Acaba (IŞ)İD Türkiye’de etkili terör eylemleri düzenleyebilir mi? Bu sorunun cevabı hiç tartışmasız “evet” olacaktır. Çünkü (IŞ)İD’in, yeni eleman, mali ve lojistik destek temini için ülkenin dört bir tarafına yayılan bir ağ oluşturmuş olduğu anlaşılıyor. Daha önce farklı gruplarda yer alan bazı radikal İslamcıları grupların, ki buna El Kaide için faaliyet yürütenlerin ciddi bir bölümünü de eklemek lazım, özellikle Musul’un düşmesi ve hilafet ilanının ardından (IŞ)İD’e geçmiş olmalarının bu ağı daha da kuvvetlendirdiği ortada.
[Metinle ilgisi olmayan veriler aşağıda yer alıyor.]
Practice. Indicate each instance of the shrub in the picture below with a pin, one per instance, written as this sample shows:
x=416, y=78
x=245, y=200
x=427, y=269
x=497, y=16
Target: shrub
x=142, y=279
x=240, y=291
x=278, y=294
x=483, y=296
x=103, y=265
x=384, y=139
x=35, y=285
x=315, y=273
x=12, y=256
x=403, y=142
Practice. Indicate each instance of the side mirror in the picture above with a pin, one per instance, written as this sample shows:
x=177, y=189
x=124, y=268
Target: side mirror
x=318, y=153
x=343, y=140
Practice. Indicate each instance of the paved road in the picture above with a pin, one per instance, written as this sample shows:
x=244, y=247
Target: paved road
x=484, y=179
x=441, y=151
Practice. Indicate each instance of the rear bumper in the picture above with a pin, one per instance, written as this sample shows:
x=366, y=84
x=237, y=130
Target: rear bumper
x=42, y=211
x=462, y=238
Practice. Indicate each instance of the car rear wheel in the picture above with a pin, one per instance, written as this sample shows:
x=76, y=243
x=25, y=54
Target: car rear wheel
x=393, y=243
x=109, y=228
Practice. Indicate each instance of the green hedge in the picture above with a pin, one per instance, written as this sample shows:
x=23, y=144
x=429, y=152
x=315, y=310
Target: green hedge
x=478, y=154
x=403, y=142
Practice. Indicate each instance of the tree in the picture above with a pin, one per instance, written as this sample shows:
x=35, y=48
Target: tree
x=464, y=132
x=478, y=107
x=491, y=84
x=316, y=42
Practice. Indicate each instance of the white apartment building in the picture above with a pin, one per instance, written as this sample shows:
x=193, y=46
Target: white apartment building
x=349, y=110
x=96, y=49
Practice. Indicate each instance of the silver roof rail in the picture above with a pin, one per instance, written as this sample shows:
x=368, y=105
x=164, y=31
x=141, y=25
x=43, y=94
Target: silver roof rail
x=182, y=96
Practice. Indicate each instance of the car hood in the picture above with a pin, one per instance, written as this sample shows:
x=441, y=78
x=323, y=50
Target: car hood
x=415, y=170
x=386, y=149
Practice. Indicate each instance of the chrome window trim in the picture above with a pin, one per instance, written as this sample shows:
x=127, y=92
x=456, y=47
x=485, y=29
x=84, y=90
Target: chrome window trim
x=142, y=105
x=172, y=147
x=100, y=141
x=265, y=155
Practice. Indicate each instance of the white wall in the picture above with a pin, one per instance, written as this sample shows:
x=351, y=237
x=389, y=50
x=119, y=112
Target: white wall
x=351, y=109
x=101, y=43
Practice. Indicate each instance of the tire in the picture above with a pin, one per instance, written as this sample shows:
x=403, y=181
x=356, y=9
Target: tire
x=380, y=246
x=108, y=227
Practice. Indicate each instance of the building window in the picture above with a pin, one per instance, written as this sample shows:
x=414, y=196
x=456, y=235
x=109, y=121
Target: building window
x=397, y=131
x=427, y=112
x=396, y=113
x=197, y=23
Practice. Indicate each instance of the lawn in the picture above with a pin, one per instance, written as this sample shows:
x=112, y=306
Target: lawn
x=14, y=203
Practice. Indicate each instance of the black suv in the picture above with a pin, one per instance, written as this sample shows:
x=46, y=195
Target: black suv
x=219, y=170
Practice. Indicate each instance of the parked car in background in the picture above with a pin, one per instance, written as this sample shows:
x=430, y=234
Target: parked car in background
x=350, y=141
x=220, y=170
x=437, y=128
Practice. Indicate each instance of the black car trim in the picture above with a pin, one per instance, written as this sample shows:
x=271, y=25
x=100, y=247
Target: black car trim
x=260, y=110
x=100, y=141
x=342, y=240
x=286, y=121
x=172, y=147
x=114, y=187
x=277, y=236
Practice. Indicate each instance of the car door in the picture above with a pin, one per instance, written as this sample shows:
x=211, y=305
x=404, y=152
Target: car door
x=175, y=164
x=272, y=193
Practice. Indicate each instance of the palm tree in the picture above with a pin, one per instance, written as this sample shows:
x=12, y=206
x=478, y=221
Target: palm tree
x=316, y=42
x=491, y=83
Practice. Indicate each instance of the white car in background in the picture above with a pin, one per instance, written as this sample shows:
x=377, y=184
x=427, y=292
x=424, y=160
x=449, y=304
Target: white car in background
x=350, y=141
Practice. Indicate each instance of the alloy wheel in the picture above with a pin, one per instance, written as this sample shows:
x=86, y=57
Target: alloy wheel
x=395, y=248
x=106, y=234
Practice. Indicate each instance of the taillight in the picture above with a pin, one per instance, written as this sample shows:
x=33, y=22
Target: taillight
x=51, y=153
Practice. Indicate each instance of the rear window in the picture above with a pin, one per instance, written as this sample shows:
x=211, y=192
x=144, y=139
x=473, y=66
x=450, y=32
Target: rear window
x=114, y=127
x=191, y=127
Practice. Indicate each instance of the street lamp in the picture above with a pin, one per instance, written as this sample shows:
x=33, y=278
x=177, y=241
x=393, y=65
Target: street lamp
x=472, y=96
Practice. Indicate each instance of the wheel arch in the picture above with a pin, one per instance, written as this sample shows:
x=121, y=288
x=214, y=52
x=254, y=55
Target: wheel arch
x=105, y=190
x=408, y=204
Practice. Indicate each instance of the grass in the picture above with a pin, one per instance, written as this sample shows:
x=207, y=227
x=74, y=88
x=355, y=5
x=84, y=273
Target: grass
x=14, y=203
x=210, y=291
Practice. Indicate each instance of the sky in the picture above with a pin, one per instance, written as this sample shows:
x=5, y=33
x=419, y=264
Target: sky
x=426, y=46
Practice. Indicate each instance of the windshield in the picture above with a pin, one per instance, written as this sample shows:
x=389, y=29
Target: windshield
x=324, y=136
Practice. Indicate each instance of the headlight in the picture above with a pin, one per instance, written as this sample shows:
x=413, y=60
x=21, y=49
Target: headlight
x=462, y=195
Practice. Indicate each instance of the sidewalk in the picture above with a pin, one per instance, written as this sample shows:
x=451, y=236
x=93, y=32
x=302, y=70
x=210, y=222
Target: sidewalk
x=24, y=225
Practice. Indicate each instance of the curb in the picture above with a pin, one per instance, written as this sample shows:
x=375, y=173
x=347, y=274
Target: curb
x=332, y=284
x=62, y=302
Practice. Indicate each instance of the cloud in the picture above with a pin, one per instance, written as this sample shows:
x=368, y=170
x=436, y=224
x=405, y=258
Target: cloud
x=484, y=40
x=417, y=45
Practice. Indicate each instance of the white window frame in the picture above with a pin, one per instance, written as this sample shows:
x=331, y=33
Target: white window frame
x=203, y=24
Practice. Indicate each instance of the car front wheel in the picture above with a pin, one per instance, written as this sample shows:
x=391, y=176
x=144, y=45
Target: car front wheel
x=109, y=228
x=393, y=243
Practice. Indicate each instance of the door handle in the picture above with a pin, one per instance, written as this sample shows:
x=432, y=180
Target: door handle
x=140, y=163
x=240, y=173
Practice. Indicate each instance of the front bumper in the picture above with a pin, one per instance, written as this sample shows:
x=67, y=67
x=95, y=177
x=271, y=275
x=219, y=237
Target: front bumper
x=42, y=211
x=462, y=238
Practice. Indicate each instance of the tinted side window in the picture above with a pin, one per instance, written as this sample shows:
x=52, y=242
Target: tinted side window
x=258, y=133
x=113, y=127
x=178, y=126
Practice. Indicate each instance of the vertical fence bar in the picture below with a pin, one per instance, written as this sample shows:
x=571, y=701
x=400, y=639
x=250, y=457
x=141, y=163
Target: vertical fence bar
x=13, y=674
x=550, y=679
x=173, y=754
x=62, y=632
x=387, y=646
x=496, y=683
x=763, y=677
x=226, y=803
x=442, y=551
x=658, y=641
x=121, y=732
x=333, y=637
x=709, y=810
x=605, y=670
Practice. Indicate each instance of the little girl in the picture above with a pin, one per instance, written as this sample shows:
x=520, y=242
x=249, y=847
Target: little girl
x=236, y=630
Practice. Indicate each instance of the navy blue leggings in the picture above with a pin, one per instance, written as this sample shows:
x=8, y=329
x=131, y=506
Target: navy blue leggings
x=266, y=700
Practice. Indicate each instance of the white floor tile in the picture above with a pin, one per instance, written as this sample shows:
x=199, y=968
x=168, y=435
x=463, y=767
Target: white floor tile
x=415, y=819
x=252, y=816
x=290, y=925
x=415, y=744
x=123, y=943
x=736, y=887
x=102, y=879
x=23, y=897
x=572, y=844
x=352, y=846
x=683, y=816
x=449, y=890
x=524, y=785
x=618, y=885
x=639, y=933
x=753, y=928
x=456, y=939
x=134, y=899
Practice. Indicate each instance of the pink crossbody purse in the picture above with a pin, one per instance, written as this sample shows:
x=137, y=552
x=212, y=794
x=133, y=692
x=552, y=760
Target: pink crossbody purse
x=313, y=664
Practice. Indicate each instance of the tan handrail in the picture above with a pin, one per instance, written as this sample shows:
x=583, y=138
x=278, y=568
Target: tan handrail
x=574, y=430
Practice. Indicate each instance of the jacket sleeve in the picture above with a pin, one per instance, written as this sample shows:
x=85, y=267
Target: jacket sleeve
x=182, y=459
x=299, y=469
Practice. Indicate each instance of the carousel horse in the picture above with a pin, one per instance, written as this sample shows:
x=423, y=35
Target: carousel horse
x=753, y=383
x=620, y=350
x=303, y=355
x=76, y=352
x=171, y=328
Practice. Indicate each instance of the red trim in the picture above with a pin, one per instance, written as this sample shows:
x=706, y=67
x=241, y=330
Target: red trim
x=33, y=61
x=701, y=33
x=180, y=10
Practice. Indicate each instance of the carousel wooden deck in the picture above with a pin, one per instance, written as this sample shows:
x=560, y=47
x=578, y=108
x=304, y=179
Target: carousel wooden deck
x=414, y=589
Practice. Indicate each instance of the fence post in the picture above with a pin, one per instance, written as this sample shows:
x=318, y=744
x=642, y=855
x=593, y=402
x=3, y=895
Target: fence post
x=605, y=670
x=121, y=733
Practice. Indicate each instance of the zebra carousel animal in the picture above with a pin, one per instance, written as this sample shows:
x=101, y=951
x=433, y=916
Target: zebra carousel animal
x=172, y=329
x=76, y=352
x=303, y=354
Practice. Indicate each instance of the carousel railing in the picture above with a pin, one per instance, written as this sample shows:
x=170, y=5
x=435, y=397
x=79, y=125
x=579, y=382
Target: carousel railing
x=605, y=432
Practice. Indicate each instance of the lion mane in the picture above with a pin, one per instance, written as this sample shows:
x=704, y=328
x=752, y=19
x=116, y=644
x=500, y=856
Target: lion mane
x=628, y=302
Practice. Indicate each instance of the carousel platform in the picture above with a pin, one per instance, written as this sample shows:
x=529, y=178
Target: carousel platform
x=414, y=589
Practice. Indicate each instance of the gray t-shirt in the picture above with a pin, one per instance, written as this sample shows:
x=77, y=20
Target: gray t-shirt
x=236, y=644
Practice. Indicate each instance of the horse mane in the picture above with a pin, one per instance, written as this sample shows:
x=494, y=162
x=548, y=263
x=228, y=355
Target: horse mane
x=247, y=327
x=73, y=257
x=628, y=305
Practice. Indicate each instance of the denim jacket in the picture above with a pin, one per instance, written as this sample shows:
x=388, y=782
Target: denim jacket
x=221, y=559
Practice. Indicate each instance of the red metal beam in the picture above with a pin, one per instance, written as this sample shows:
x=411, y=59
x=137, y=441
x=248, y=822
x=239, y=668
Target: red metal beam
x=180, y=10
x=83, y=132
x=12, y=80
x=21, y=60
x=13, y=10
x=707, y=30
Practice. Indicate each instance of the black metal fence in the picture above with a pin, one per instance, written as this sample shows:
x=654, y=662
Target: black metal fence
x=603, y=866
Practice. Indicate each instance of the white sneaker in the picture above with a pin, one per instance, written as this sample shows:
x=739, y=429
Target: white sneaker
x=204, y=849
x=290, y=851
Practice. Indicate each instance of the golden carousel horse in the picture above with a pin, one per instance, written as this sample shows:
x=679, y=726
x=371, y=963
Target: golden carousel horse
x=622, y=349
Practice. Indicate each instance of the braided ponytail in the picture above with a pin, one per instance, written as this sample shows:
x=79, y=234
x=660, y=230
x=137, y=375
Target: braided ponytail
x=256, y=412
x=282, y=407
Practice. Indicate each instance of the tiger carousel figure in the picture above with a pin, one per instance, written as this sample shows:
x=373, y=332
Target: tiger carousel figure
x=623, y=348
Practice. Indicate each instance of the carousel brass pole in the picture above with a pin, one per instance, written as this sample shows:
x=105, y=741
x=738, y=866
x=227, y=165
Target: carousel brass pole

Ancak şu nokta önemli: (IŞ)İD misilleme eylemleri savaşı topraklarına taşırsa, her durumda lojistik açıdan kendisi için hayati bir değere sahip olan Türkiye’yi tam anlamıyla kaybedip karşısına alabilir. İktidarda AKP olduğu için, (IŞ)İD’in saldırılarına toplumsal destek bulabilmesi de pek mümkün gözükmüyor; tam tersine belli çevrelerde kendisine yönelik sempatiyi de riske atar. Hatta (IŞ)İD saflarındaki Türkiye kökenli gönüllülerin bir kısmının da AKP iktidarını istikrarsızlaştıracak bu türden saldırılara karşı çıkması şaşırtıcı olmaz.